Kendati sudah menyesuaikan lidah masyarakat Jogja, Karsilah dan Sukardi membangun wedang tahu dengan usaha yang terbilang cukup sulit. Di awal jualannya, mereka bahkan masih kesusahan menggaet pembeli. Ia mengisahkan, jika kala itu ia menjual wedang tahu dengan porsi yang tak menentu. "Dulu jualan dari jam 7 pagi sampai jam 3 sore, itu saja kita cuma laku kadang 10 kadang 3 porsi," kata Karsilah sambil tersenyum.

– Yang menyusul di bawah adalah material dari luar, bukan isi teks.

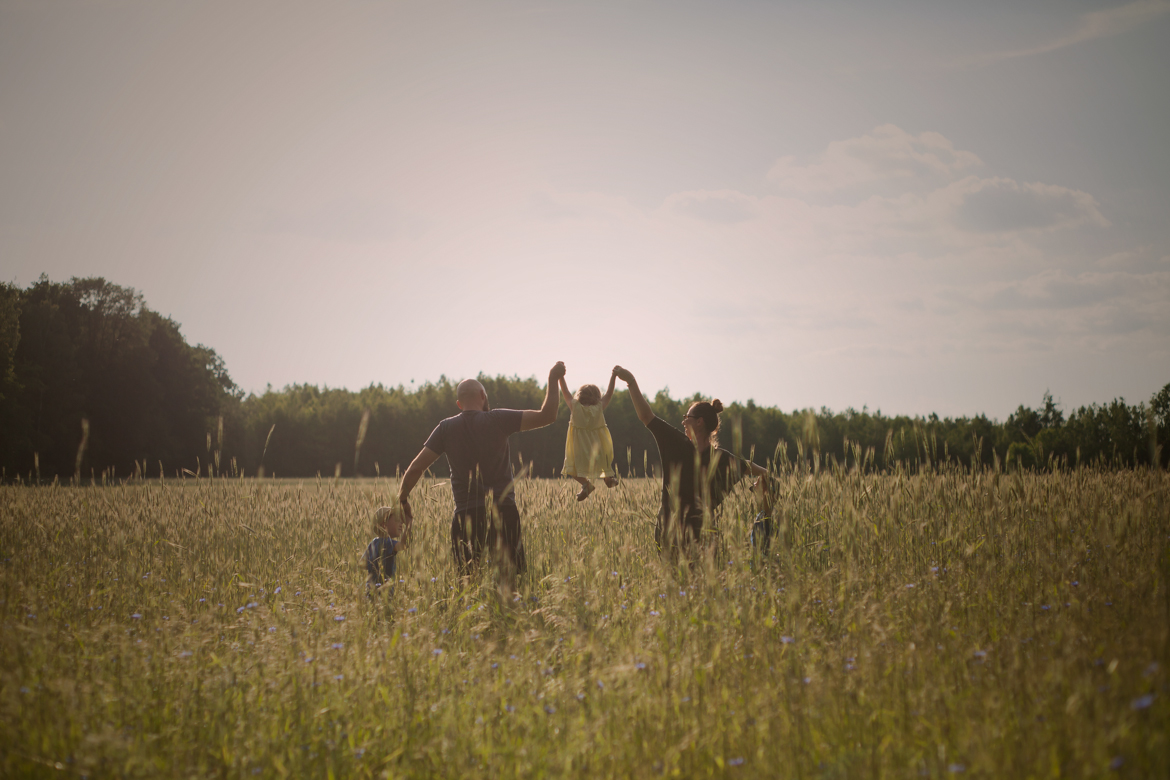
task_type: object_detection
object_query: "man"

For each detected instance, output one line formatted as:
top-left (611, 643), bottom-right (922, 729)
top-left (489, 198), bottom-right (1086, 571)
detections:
top-left (397, 361), bottom-right (566, 588)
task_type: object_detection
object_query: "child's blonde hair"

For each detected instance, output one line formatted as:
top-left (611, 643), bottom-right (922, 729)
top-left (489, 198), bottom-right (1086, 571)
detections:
top-left (575, 384), bottom-right (601, 406)
top-left (374, 505), bottom-right (401, 536)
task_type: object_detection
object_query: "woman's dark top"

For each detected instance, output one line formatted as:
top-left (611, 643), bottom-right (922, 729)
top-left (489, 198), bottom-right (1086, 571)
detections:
top-left (646, 416), bottom-right (748, 523)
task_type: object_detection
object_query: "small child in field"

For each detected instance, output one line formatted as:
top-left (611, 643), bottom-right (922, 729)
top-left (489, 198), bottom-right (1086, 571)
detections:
top-left (364, 504), bottom-right (412, 596)
top-left (559, 369), bottom-right (619, 501)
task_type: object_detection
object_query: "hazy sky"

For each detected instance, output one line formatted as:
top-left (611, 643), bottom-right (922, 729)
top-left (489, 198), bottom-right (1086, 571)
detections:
top-left (2, 0), bottom-right (1168, 418)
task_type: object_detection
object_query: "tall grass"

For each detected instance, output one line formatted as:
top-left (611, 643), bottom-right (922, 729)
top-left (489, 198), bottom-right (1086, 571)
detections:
top-left (1, 466), bottom-right (1167, 777)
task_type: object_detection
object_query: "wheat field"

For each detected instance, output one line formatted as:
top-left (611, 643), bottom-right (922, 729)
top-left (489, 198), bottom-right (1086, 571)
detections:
top-left (1, 466), bottom-right (1167, 778)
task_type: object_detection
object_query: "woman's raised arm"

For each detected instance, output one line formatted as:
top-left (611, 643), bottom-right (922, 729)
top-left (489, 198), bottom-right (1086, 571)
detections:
top-left (613, 366), bottom-right (654, 426)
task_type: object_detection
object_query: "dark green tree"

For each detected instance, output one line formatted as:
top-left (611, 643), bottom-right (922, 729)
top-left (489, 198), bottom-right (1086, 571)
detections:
top-left (0, 276), bottom-right (239, 480)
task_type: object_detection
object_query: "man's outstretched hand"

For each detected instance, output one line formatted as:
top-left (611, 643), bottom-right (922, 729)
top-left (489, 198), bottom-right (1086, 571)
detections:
top-left (613, 366), bottom-right (634, 383)
top-left (522, 362), bottom-right (568, 432)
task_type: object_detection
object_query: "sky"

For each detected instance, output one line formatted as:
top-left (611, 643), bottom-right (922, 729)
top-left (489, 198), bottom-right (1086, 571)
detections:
top-left (1, 0), bottom-right (1167, 419)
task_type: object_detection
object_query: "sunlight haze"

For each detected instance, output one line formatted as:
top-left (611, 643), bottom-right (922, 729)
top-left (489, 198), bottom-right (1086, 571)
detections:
top-left (2, 0), bottom-right (1167, 418)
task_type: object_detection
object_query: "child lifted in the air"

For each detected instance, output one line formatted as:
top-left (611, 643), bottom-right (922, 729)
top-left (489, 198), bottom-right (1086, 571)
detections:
top-left (364, 504), bottom-right (412, 596)
top-left (559, 369), bottom-right (620, 501)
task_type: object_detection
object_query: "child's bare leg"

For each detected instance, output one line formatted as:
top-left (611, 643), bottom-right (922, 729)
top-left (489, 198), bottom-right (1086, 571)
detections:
top-left (573, 476), bottom-right (595, 501)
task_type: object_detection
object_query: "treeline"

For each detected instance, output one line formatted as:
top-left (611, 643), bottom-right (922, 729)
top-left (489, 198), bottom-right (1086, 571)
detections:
top-left (1, 277), bottom-right (1167, 481)
top-left (228, 384), bottom-right (1169, 478)
top-left (1, 276), bottom-right (238, 481)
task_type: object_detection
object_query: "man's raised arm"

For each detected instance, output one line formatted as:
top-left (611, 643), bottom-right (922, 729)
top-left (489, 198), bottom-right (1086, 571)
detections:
top-left (613, 366), bottom-right (654, 426)
top-left (520, 361), bottom-right (566, 432)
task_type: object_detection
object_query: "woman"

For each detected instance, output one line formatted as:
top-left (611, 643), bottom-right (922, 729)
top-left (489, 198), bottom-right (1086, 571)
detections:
top-left (612, 366), bottom-right (771, 553)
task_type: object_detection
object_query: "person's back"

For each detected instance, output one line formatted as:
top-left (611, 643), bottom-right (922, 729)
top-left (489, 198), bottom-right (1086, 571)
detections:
top-left (427, 409), bottom-right (523, 512)
top-left (395, 364), bottom-right (566, 589)
top-left (559, 371), bottom-right (619, 501)
top-left (611, 366), bottom-right (773, 555)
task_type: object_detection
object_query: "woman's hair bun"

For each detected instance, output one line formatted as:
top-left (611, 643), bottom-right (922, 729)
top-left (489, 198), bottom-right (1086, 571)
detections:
top-left (711, 399), bottom-right (724, 414)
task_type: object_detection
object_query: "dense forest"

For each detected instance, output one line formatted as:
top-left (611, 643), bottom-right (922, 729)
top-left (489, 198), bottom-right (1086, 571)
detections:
top-left (1, 277), bottom-right (1167, 482)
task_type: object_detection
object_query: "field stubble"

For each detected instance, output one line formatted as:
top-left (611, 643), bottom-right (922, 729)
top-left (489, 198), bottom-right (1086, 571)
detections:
top-left (1, 467), bottom-right (1168, 778)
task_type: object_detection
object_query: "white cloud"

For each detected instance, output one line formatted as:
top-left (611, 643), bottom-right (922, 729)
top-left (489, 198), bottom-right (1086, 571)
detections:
top-left (969, 269), bottom-right (1166, 312)
top-left (977, 0), bottom-right (1170, 63)
top-left (615, 123), bottom-right (1168, 399)
top-left (767, 124), bottom-right (982, 194)
top-left (950, 177), bottom-right (1109, 234)
top-left (662, 190), bottom-right (758, 223)
top-left (1095, 247), bottom-right (1170, 274)
top-left (762, 126), bottom-right (1106, 244)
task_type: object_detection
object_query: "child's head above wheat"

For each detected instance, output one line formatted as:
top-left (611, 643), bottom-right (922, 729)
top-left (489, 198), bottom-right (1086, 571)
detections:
top-left (374, 505), bottom-right (404, 537)
top-left (575, 384), bottom-right (602, 406)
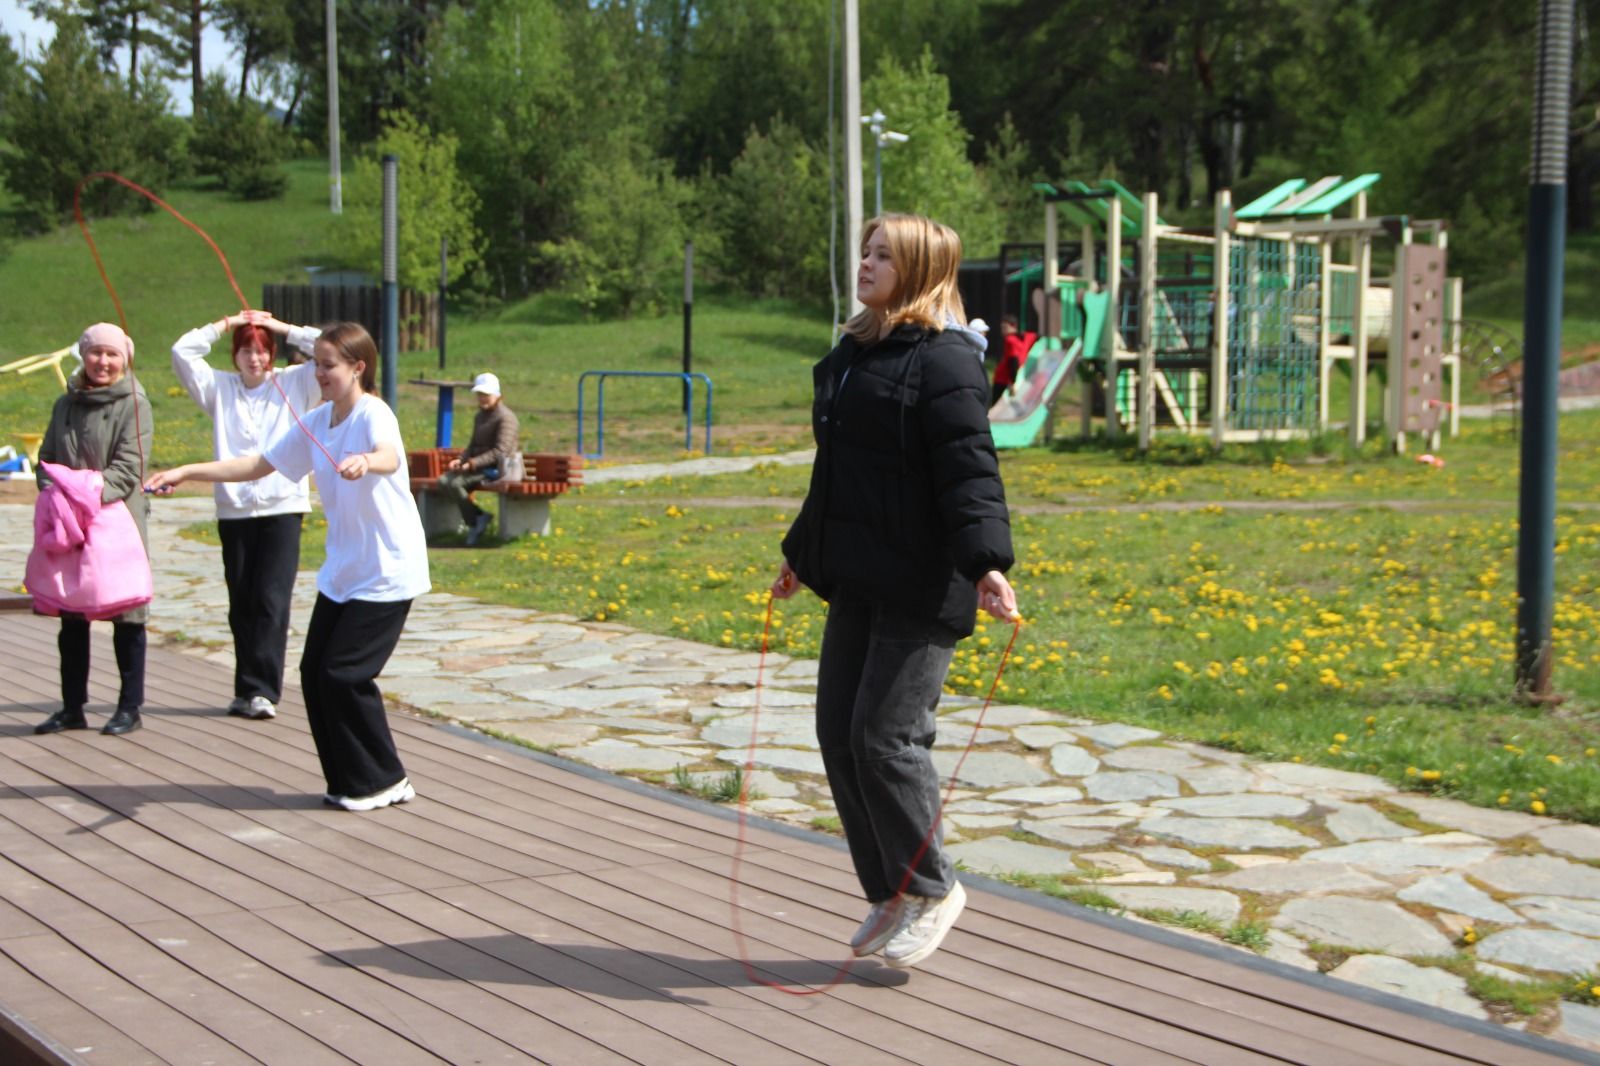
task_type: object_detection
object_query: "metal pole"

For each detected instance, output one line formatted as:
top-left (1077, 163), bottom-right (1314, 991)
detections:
top-left (324, 0), bottom-right (341, 214)
top-left (843, 0), bottom-right (863, 318)
top-left (1515, 0), bottom-right (1573, 698)
top-left (381, 154), bottom-right (398, 408)
top-left (438, 236), bottom-right (448, 371)
top-left (682, 240), bottom-right (693, 414)
top-left (874, 137), bottom-right (883, 218)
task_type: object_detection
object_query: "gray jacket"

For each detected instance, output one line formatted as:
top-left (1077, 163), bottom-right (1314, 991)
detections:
top-left (38, 370), bottom-right (154, 623)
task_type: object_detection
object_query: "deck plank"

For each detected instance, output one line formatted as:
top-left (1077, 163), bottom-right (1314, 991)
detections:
top-left (0, 611), bottom-right (1591, 1066)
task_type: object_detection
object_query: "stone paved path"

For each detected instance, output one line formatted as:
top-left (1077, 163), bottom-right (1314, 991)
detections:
top-left (7, 479), bottom-right (1600, 1054)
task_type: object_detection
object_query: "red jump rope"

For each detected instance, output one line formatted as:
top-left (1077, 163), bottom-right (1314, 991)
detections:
top-left (730, 596), bottom-right (1022, 994)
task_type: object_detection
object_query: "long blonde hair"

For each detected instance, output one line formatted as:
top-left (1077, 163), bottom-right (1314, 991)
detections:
top-left (843, 213), bottom-right (967, 344)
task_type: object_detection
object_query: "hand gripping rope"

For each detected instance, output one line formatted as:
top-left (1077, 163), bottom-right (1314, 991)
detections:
top-left (74, 172), bottom-right (339, 471)
top-left (728, 596), bottom-right (1022, 995)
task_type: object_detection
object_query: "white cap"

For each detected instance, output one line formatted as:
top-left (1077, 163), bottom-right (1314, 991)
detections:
top-left (471, 372), bottom-right (501, 396)
top-left (969, 317), bottom-right (989, 334)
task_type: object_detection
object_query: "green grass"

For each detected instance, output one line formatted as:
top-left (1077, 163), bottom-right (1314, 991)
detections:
top-left (669, 765), bottom-right (751, 803)
top-left (1, 159), bottom-right (823, 467)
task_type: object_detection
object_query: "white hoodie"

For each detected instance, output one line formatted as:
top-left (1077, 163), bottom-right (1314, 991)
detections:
top-left (171, 323), bottom-right (323, 519)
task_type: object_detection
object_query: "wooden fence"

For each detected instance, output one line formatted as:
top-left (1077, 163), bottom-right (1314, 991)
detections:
top-left (261, 284), bottom-right (439, 354)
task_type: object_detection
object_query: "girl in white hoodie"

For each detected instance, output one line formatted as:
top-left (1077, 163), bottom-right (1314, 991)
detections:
top-left (171, 310), bottom-right (321, 721)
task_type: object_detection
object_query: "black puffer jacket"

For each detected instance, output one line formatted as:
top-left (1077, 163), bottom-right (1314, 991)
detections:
top-left (781, 323), bottom-right (1013, 637)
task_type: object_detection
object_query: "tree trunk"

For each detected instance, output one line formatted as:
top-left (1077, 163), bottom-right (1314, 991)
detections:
top-left (282, 72), bottom-right (306, 128)
top-left (129, 10), bottom-right (140, 88)
top-left (190, 0), bottom-right (202, 108)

Meski begitu, Karsilah dan suaminya yakin pada saatnya akan semakin banyak orang yang mengenal wedang tahu racikan mereka. Alasannya, ia menjual minuman sehat dengan kaya manfaat yang tidak menggunakan pengawet maupun pemanis buatan. Seperti yang ia cantumkan di spanduk jualannya.

Terbantu media sosial

Namun, perkiraannya salah. Bukannya laris, di awal jualan, pasangan suami istri ini justru banyak merugi. Titik balik jualannya terjadi satu tahun kemudian, di tahun 2008 ketika pelanggan membeli wedang tahu kemudian memposting foto atau video ke media sosial mereka. Era media sosial yang kian masif itulah membuat banyak orang melirik usahanya. 

wedang tahu bu kardi dulu jualan petai © brilio.net

foto: Brilio.net/Ferra Listianti

Orang-orang pun semakin familiar dengan wedang tahu Bu Kardi. Hal ini diakui Faya (26), seorang karyawan di Jogja yang mengetahui minuman wedang tahu dari laman media sosial TikTok. "Ini awalnya karena temanku suka beli di situ. Terus juga belakangan di TikTok rame tuh pada jajan wedang tahu yg di Asem Gede," katanya.

wedang tahu bu kardi dulu jualan petai © brilio.net

foto: Brilio.net/Ferra Listianti

Baru pertama kali merasakan, menurutnya cita rasa wedang tahu Bu Kardi cukup unik di lidahnya. Tidak begitu manis namun kuah jahe terasa begitu kuat. "Enak sih, suka kuahnya ya khas wedang jahe pada umumnya, tapi di luar ekspektasi pas nyoba. Selama ini ngebayanginnya pasti bakalan mirip sama bubur sumsum, tapi ternyata beda jauh ya," imbuh Faya.

Jika dulu cukup sulit menjual wedang tahu, kini jualannya selalu habis. Bahkan, sebelum tengah hari jualannya ludes. Saat brilio.net mendatangi kiosnya pukul 09.30 WIB, belum ada satu jam, wedang tahu Bu Kardi sudah habis.

Diungkapkan, dalam sehari ia bisa menjual 200-300 porsi. "Saya libur hari Senin. Kalau hari Selasa-Jumat saya membawa tiga panci sekitar 200 mangkuk, kalau hari Sabtu-Minggu bisa 250 sampai 300 mangkuk atau lebih," ujarnya. 

Sudah berjualan selama 16 tahun, trik yang selalu ia lakukan sebagai penjual agar pembeli tertarik untuk datang kembali yakni dengan mengetahui keinginan dari pelanggannya. Entah menginginkan kuah sedikit ataupun kembang tahu berwarna putih susu yang ditambah. Sehingga, dengan begitu pembeli akan merasa nyaman untuk membeli.

Bukan hanya itu saja, ia juga menawarkan harga yang terhitung ramah kantong, sehingga jauh dari kesan minuman dengan harga mencekik. Untuk satu porsi, bisa dibeli dengan harga Rp 8.000.